Two general environments are currently available
for partners:
- a distributed memory linux cluster environment based on
IBM BladeCenter
hardware and
- a shared memory environment based on
IBM POWER5 hardware.
Distributed Memory Linux Cluster
Partners can choose between
Intel dual/quad-core Xeon based or
AMD Opteron based
Linux cluster compute nodes. These compute nodes have two multicore
processors (currently dual and quad core Xeon and dual core Opteron)
and are typically configured with 2GB of memory per processing core
and a 36GB disk.
Partner cost for Linux cluster compute nodes is the actual
cost of the blade with three years of maintenance included.

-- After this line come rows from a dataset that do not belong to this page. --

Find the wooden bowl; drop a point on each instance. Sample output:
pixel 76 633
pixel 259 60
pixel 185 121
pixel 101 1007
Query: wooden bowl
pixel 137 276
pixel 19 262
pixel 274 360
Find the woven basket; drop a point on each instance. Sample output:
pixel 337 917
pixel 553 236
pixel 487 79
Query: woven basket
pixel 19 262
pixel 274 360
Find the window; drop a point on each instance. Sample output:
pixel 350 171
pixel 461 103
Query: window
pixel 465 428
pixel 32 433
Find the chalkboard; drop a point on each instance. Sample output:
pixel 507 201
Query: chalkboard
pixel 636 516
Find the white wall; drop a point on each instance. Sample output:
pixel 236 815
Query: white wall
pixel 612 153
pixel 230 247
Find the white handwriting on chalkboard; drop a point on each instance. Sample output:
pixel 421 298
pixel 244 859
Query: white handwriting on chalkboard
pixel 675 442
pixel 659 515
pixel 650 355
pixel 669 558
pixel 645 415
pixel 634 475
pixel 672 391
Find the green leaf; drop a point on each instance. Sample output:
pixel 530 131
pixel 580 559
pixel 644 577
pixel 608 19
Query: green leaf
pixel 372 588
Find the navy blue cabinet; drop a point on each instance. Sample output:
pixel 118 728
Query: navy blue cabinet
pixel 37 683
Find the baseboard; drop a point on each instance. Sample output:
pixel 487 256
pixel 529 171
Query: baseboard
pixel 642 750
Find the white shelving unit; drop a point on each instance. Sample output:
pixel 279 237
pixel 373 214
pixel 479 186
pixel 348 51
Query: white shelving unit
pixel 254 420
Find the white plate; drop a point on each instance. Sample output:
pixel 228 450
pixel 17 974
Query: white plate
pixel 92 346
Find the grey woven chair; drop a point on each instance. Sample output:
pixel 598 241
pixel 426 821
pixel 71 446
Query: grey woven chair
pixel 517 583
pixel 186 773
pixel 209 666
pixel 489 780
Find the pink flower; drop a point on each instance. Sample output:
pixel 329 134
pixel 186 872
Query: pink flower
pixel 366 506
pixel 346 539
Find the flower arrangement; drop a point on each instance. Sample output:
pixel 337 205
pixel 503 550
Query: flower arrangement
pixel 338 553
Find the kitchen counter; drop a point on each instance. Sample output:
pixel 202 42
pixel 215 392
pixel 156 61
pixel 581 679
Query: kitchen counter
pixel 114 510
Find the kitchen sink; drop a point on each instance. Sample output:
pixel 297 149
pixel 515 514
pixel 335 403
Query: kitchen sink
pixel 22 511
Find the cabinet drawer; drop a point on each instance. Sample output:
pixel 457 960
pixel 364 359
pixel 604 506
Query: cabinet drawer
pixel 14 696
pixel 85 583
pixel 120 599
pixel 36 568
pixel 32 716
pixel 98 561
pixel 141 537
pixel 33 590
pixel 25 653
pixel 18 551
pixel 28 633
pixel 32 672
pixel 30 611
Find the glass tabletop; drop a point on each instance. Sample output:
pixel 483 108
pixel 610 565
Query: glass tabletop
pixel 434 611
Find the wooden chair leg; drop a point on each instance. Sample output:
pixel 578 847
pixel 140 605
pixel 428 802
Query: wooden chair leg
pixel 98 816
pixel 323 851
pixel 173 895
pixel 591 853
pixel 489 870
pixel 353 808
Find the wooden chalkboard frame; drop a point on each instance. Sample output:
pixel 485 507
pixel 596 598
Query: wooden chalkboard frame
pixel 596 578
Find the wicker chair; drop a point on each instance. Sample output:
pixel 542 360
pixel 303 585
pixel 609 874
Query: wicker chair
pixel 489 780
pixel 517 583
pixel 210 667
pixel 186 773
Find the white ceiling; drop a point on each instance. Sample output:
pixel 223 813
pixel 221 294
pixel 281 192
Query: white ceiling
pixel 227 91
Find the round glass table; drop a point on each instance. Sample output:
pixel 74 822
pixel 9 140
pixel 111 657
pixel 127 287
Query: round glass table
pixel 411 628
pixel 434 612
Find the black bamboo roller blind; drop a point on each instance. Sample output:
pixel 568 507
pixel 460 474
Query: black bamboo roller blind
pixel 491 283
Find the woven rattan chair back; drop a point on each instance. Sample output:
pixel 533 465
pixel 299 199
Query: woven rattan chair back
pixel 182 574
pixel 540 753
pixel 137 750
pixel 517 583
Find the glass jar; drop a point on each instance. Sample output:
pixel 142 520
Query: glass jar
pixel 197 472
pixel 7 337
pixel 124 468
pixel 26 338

OIT provides chassis space and all other
necessary infrastructure for Gigabit Ethernet connection to
the henry2 cluster for Xeon blades or to the tim cluster for
Opteron blades.
Myrinet and InfiniBand low latency interconnect options are
available for partner compute nodes (with additional cost).
Shared Memory System
Partners can add additional
p575 nodes to the
HPC POWER5 shared memory system. These are
8-processor nodes typically configured with
32GB of memory, two 73GB SCSI disks, and
fibre channel ports for connection to gpfs
disk arrays.
Partner cost for p575 nodes is the actual node
cost with three years of maintenance. OIT
provides the p575 rack space and all other
necessary infrastructure to include the node
within the POWER5 system environment.
Management of Partner Compute Resources
Both the distributed memory Linux cluster and
the shared memory system use Platform LSF for
resource management and scheduling.
LSF fair share scheduling is used to provide
equitable access to compute resources.
Partners have a dedicated LSF queue that provides
access to their compute resources. Also,
the LSF fair share value for partners reflects
their participation in the overall resource.
This allows partners to utilize their resources
through their exclusive queue or to utilize
general resources with a higher priority
(based on fraction of overall resources owned
by the partner).
All access to compute nodes is through LSF.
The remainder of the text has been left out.